The governing Eqs. (10) and (11) are reduced to solve the following non-linear algebraic equations

$$ a = - \sigma_{11}^{{\left( {t + \Delta t} \right)}} + \sigma_{11}^{\left( t \right)} + 4G \frac{{ - \dot{\theta }}}{\theta }\frac{{x_{2} }}{{R - x_{2} }}\Delta t\left( {1 - \left( {\frac{\sqrt 3 }{2}\frac{{\left| {\sigma_{11}^{{\left( {t + \Delta t} \right)}} } \right|}}{{\sigma_{Y}^{\prime} f\left( {\bar{\varepsilon }_{k}^{{p\left( {t + \Delta t} \right)}} } \right)}}} \right)^{m} } \right), $$

(34)

$$ b = - \bar{\varepsilon }^{{p\left( {t + \Delta t} \right)}} + \bar{\varepsilon }^{p\left( t \right)} + \frac{2}{\sqrt 3 }\left| {\frac{{\dot{\theta }}}{\theta }\frac{{x_{2} }}{{R - x_{2} }}} \right| \Delta t\left( {\frac{\sqrt 3 }{2}\frac{{\left| {\sigma_{11}^{{\left( {t + \Delta t} \right)}} } \right|}}{{\sigma_{Y}^{{\prime }} f\left( {\bar{\varepsilon }_{k}^{{p\left( {t + \Delta t} \right)}} } \right)}}} \right)^{m} , $$

(35)

which can be linearized as (Belytschko et al. 2000)
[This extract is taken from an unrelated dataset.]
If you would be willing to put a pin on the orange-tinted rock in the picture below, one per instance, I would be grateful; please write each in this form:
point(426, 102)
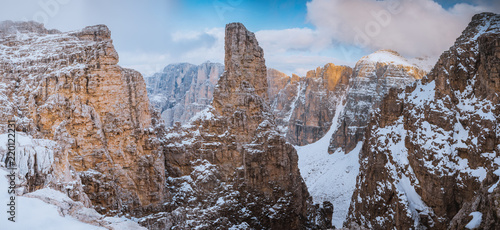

$$ a_{k + 1} = a_{k} - \Delta \sigma_{11k}^{{\left( {t + \Delta t} \right)}} + 4G \frac{ - \Delta \theta }{\theta }\frac{{x_{2} }}{{R - x_{2} }}\left( { - A} \right), $$

(36)

$$ b_{k + 1} = b_{k} - \Delta \bar{\varepsilon }_{k}^{{p\left( {t + \Delta t} \right)}} + \frac{2}{\sqrt 3 } \left| {\frac{\Delta \theta }{\theta }\frac{{x_{2} }}{{R - x_{2} }}} \right| \left( A \right), $$

(37)

where \( k \) denotes the iteration number, and

$$ A = m\left( {\frac{\sqrt 3 }{2}\frac{{\left| { \sigma_{11k}^{{\left( {t + \Delta t} \right)}} } \right|}}{{\sigma_{Y}^{{\prime }} f\left( {\bar{\varepsilon }_{k}^{{p\left( {t + \Delta t} \right)}} } \right)}}} \right)^{m - 1} \left\{ {\frac{\sqrt 3 }{2}\frac{{\left| { \sigma_{11k}^{{\left( {t + \Delta t} \right)}} } \right|/ \sigma_{11k}^{{\left( {t + \Delta t} \right)}} }}{{\sigma_{Y}^{{\prime }} f\left( {\bar{\varepsilon }_{k}^{{p\left( {t + \Delta t} \right)}} } \right)}} \Delta \sigma_{11k}^{{\left( {t + \Delta t} \right)}} + \frac{\sqrt 3 }{2}\frac{{ - \left| { \sigma_{11k}^{{\left( {t + \Delta t} \right)}} } \right|\sigma_{Y}^{{\prime }} \left( {\frac{df}{{d\bar{\varepsilon }^{p} }}} \right)_{k}^{{\left( {t + \Delta t} \right)}} }}{{\left( {\sigma_{Y}^{{\prime }} f\left( {\bar{\varepsilon }_{k}^{{p\left( {t + \Delta t} \right)}} } \right)} \right)^{2} }} \Delta \bar{\varepsilon }_{k}^{{p\left( {t + \Delta t} \right)}} } \right\}. $$

(38)

Hence, following set of equations can be solved for stress and plastic strain increments

$$ 0 = \left\{ {\begin{array}{*{20}c} {a_{k} } \\ {b_{k} } \\ \end{array} } \right\} + \left[ J \right]_{k} \left\{ {\begin{array}{*{20}c} {\Delta \sigma_{11} } \\ {\Delta \bar{\varepsilon }^{p} } \\ \end{array} } \right\}_{k} . $$

(39)

Then, the effective plastic strain and stress are updated according to the incremental values as well as the solution at the last increment. This process is continued until the convergence is achieved to within a sufficient tolerance. It is noted that the governing Eqs. (14) and (15) for the straight foil can be solved in a similar manner by replacing \( \frac{ - \Delta \theta }{\theta } \) with \( \Delta \kappa \) and \( \frac{{x_{2} }}{{R - x_{2} }} \) with x ₂ in above equations.